I will even get blamed if something is not done! because he did not have the tools to do it! 
We have been trying to get our sex life on track also, but I will be 100% honest, it's hard to be attracted to someone like this.

What do I do?


----------



## fredless (Jun 12, 2011)

go here:

Married Man Sex Life

Buy Athol Kay's book. Give it to your husband and have him read it. Give him the link to the website.


----------



## bunny23 (May 19, 2011)

If he would only read.... but I will try


----------



## fredless (Jun 12, 2011)

bunny23 said:


> If he would only read.... but I will try


You read the book, too. There are certainly things you can do for yourself that might grab help in your relationship.


----------



## joshbjoshb (Jul 11, 2011)

well you should read "the surrendered wife". It is very likely you turned him into this boneless person that he is. (Sorry but this is the truth)


----------



## Entropy3000 (May 11, 2011)

bunny23 said:


> If he would only read.... but I will try


Tuck him into his little bed and read it to him as a bedtime story.

Tell him if he litstens well you will do a sow seductive striptease for him. 

He does need to man-up. I loved Athol's book. You do have the ability to help him get there.

Good luck


----------



## AFEH (May 18, 2010)

joshbjoshb said:


> well you should read "the surrendered wife". It is very likely you turned him into this boneless person that he is. (Sorry but this is the truth)


That's victim speak. If you believe what you say then surely you believe your character development is totally dependent upon another person and not on your own free will, and that you have surrendered your personal responsibility to another person.


----------



## Lon (Jun 6, 2011)

AFEH said:


> That's victim speak. If you believe what you say then surely you believe your character development is totally dependent upon another person and not on your own free will, and that you have surrendered your personal responsibility to another person.


Yeah, that's where I'm at... My W subtly manipulated my role in the M - she is a woman after all I guess she knew how to toy with my weakness to the point where when I broke she just got bored and moved on like a kitten playing with a dead mouse. I am still man enough to not actually blame it on her, it was my action or inaction that allowed me to submit in that way (I don't even know if W is aware she was doing that and certainly has no ability to actually understand any of this comment if she ever read it), but my feelings still point to her as the cause so now I'm trying to deal with the disconnect between my feelings of being exploited vs the reality of me surrendering my role to her.


----------



## that_girl (Jul 6, 2011)

joshbjoshb said:


> well you should read "the surrendered wife". It is very likely you turned him into this boneless person that he is. (Sorry but this is the truth)

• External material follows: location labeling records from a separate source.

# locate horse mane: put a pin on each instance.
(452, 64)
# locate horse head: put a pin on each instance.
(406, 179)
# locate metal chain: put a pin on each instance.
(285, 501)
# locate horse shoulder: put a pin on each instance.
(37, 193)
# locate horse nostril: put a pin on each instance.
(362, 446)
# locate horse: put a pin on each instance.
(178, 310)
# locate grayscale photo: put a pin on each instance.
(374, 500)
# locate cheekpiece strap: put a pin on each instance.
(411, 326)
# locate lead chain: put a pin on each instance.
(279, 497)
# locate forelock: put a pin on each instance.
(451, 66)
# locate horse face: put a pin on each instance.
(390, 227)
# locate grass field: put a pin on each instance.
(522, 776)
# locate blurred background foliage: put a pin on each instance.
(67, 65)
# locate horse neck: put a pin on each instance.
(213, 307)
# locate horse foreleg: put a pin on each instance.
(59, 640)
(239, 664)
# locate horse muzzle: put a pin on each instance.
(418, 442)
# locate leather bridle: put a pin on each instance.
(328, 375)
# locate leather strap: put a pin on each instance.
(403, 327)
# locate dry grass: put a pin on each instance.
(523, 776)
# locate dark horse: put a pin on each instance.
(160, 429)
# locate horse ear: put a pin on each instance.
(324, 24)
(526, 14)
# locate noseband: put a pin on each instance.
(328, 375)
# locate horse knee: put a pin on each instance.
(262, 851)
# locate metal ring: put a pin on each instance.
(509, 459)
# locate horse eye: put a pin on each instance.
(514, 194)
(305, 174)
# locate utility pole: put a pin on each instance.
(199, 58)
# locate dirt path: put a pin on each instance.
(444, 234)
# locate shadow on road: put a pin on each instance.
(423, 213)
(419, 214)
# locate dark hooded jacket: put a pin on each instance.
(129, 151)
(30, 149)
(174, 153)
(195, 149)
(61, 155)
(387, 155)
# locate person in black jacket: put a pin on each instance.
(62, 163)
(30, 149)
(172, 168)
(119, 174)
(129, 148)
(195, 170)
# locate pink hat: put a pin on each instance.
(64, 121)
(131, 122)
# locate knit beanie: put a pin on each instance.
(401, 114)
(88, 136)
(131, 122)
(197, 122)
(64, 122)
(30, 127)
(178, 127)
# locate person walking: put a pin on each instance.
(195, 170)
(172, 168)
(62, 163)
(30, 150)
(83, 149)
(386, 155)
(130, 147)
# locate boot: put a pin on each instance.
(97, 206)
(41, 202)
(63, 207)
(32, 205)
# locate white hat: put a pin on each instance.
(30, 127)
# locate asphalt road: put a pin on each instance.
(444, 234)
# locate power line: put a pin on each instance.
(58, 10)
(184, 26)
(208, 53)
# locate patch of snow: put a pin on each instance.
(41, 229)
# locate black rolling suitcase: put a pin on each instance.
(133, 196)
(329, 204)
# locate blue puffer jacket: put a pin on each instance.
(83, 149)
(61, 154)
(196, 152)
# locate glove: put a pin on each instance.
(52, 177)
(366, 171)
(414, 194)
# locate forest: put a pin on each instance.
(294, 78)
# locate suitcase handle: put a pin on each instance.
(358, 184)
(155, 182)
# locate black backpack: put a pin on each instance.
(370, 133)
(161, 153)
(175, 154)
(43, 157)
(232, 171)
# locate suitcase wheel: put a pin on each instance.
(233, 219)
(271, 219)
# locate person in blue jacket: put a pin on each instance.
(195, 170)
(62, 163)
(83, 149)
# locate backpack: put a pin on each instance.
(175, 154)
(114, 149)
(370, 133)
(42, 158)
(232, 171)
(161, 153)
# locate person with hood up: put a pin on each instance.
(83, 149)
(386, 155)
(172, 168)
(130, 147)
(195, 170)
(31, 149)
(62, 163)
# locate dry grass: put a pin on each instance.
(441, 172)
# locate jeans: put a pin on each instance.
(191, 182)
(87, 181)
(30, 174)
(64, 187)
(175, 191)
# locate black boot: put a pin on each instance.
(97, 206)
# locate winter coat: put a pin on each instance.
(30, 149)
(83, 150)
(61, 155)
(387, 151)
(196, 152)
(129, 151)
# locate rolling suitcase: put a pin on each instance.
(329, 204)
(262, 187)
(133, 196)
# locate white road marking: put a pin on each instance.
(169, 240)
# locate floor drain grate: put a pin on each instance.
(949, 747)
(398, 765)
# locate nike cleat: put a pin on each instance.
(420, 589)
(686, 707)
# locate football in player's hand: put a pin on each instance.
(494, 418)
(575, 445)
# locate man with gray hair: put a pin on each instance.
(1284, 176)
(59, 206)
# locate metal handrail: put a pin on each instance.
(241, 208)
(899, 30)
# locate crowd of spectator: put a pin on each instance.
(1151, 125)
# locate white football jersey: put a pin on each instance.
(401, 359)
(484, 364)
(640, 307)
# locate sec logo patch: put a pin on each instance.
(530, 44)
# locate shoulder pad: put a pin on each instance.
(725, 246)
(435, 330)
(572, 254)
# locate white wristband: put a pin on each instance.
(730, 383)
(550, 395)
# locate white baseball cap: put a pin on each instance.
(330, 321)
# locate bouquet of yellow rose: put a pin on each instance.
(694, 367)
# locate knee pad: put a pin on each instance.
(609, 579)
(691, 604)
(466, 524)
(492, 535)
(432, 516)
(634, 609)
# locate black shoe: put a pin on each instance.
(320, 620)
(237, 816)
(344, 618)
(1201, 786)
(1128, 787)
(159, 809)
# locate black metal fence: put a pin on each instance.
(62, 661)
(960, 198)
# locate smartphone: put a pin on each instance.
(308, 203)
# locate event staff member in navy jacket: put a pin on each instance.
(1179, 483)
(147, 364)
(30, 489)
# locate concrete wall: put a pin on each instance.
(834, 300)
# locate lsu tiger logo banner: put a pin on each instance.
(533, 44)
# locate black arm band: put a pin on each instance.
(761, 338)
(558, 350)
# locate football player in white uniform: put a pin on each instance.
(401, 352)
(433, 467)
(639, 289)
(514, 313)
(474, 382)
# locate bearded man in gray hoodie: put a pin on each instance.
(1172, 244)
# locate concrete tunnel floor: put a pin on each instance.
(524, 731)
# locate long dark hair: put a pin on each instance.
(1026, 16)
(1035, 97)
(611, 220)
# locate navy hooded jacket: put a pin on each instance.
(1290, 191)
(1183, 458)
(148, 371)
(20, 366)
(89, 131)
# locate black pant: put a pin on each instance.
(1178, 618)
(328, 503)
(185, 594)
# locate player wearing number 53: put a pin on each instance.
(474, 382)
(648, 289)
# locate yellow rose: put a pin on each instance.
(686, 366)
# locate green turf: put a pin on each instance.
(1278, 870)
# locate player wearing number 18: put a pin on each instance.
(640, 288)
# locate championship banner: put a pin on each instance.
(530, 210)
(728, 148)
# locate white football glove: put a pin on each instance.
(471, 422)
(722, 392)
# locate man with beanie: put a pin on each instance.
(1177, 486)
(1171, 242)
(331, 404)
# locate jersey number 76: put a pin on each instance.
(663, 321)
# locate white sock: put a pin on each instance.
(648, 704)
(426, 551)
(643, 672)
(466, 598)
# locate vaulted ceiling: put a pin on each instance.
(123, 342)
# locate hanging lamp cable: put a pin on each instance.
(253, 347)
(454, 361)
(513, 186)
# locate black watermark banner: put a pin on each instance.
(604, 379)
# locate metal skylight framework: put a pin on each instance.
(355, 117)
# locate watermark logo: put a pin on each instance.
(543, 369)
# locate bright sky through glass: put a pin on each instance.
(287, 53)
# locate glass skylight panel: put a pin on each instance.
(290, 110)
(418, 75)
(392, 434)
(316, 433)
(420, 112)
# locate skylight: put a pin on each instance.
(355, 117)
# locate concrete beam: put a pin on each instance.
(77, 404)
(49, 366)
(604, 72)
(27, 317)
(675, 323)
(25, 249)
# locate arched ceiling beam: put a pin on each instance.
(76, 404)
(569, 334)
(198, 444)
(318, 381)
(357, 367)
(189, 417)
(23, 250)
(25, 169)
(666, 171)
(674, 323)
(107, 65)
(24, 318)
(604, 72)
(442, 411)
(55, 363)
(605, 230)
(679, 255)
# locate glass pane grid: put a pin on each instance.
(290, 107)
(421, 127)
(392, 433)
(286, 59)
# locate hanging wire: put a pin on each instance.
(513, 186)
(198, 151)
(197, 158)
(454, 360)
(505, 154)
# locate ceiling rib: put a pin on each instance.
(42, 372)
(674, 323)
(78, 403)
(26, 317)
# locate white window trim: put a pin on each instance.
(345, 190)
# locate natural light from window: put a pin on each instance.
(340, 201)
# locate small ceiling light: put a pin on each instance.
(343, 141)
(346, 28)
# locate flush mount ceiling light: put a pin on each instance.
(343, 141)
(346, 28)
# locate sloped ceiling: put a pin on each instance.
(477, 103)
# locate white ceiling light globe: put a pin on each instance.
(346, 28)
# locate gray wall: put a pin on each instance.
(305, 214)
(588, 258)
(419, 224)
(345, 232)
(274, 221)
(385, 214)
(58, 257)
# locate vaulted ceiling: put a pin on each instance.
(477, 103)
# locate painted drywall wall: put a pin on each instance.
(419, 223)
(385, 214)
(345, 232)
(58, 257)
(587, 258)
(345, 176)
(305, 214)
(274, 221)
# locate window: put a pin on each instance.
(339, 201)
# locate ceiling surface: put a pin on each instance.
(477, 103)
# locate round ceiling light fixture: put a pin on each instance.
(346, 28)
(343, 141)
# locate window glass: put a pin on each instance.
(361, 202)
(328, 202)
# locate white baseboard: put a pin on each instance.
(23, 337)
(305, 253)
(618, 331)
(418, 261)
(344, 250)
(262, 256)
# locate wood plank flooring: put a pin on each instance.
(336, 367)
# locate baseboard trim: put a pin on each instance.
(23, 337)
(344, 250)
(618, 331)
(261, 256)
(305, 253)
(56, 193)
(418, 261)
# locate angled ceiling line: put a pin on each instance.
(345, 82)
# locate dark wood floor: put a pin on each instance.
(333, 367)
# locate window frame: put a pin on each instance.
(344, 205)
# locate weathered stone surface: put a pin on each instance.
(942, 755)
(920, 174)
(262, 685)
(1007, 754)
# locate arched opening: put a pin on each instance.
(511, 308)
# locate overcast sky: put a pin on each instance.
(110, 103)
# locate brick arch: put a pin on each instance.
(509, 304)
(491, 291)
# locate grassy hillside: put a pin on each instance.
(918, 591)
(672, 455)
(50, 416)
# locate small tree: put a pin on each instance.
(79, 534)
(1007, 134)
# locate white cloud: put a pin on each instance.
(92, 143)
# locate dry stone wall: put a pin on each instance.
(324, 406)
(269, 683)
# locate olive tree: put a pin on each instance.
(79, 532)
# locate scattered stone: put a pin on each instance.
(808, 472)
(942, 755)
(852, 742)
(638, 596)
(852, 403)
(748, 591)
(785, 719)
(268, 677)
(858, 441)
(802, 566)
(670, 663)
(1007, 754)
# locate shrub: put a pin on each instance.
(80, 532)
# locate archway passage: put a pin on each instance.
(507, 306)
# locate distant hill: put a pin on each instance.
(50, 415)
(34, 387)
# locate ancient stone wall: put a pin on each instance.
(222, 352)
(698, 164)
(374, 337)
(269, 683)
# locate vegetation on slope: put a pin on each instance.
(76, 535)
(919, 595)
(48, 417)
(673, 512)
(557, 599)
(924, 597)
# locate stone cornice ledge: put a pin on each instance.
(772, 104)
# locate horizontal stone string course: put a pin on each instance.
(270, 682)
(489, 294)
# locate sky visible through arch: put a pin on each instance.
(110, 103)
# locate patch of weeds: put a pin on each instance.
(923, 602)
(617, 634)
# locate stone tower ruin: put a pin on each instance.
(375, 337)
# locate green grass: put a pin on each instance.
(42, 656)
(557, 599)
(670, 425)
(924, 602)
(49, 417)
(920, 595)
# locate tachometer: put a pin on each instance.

:iagree: I was that wife. I admit it. I have been in healing of myself for a month and my man is manning up on his own.

It's pretty awesome, actually 

I don't think it's victim talk. I think it's 2 people relying on their defense mechanisms that they created as a child...at least for me and my husband. I have been a control freak/jealous person my WHOLE life-- I just didn't realize how crazy my life really was. My husband learned to disassociate and please every one because of his abusive childhood.

We don't blame each other for what happened, but we indirectly caused it on each other.


----------